News & Updates

June 5, 2019

Getting to Know You: Pamela Conrad

Introduction

This month we are featuring Pamela Conrad, Principal at CMG Landscape Architecture in San Francisco and a 2018-2019 LAF Fellow for Innovation and Leadership.

 

Pamela says that she is “just a farm girl from Missouri” and that experiencing her connection to the natural world and the need to steward and care for it informed her desire to become a landscape architect. With a background in Plant Science and Regenerative Studies, Pamela approaches her climate and resilience planning projects from a deep ecological perspective. Her continued work on groundbreaking Bay Area resiliency projects including Treasure Island and the San Francisco Seawall Project demonstrate Pamela’s leadership in managing complex project relationships and extensive community engagement efforts. Those projects frame the context of her and CMG’s climate initiatives which she has been sharing around the globe to expand the role of landscape architecture in climate change solutions.

 

In her work at CMG, Pamela realized that in addition to working on climate change mitigation, she had no choice but to tackle the cause. Pamela began to do research to understand the impact of her projects. When she couldn’t find a tool to calculate the carbon impact, she built one.

 

Close to half of global greenhouse emissions are generated by the built environment, and Pamela want to know what designers were doing to curb this issue. She knew that we have to keep the carbon out of the atmosphere and draw it down in order to keep the atmospheric temperature down. Pamela recognized that landscape architects hold an important responsibility as the only design professionals whose most fundamental medium includes carbon sinks in their everyday toolkit.  She is clear that landscape architects and designers have a unique opportunity to provide climate positive solutions through their work.

 

Pamela’s Landscape Carbon Calculator is going live this month, and with it will be a global call-to-action: a challenge to measure and make a positive contribution to prevent the 2°C temperature increase that would take us down a pathway that we would not able to reverse.

 

She believes that of our solutions must be positive: that as Project Drawdown recommends, we must provide education and opportunities that allow access and stimulate positive action, rather than giving up as though there is nothing that can be done.

 

Pamela is going to be one of three panelists at our Summer Speaker Series events on 20 June in San Jose and 22 August in Sacramento, and we are honored to be able to support her featuring her Landscape Carbon Calculator.

 

Getting to Know You Q&A

  1. What do you want to people to learn/do in your work with them? To realize that in the decisions we make we can be mindful about where things come from and where they go. That we have good options, and that with climate change devastation, landscape architects and designers can contribute to the solutions.

 

  1. One thing you have learned over the years: Communication is everything, and it’s important to be open and positive. If we communicate in the right ways, we can share the tools to make the right decisions that are accessible to everyone.

 

  1. A big failure that (you) turned into a positive: This not necessarily a failure: the Landscape Carbon App.

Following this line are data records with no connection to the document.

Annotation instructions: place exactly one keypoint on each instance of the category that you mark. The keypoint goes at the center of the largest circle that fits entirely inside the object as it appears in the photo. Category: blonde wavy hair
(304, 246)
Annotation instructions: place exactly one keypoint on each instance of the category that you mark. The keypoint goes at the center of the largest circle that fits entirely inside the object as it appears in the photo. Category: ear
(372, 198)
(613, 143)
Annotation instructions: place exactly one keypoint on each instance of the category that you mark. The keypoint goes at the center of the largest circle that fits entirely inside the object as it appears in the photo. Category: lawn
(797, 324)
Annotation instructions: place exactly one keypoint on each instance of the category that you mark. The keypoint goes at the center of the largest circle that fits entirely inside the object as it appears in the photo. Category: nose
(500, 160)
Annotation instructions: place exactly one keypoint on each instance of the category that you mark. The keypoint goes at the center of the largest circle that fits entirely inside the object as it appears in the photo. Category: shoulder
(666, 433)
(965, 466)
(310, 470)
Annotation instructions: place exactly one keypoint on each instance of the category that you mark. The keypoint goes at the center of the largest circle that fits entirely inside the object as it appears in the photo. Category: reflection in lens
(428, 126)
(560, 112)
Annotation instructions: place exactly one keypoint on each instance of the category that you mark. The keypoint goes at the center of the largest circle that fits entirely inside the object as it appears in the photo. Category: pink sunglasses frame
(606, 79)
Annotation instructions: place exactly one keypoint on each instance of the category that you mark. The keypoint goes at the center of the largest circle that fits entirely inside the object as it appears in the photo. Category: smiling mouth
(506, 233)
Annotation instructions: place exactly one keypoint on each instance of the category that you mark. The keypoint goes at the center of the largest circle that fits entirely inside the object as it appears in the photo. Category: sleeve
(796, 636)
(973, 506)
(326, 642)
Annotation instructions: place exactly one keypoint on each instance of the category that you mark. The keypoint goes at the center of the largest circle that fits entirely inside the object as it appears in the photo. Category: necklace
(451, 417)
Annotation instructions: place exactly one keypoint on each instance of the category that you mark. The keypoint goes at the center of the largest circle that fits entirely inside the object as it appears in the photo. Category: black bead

There was gap in the information I needed in designing landscapes, and now we have a tool that is changing how we are designing.

 

  1. What is most precious to you? The earth.

 

  1. What do you most value in your colleagues? Their incredible talent and passion. They are inspiring to be around; I feel I am a better person working with them.

 

  1. Who is (are) your hero(es)? Paul Hawkins. In establishing Project Draw Down he is offering solutions to reverse global warming, not with “doom and gloom” information but in a positive way that provides opportunity, possibility, and hope for the future.

 

  1. What is your greatest achievement? I was the first generation in my family to graduate from college. My parents made many sacrifices for me to be able to do what I am doing.

 

  1. What is the thing for which you want to be remembered? I didn’t just sit back and let this (climate catastrophe) happen. I stepped in and made a positive difference.

 

  1. What would you tell your younger self? It’s okay to be focused, but take things less seriously. In spite of this global challenge, it’s also a wonderful world.

 

  1. The one thing you have not done/achieved and want to before you die: I am grateful for everything; it’s okay if I die tomorrow.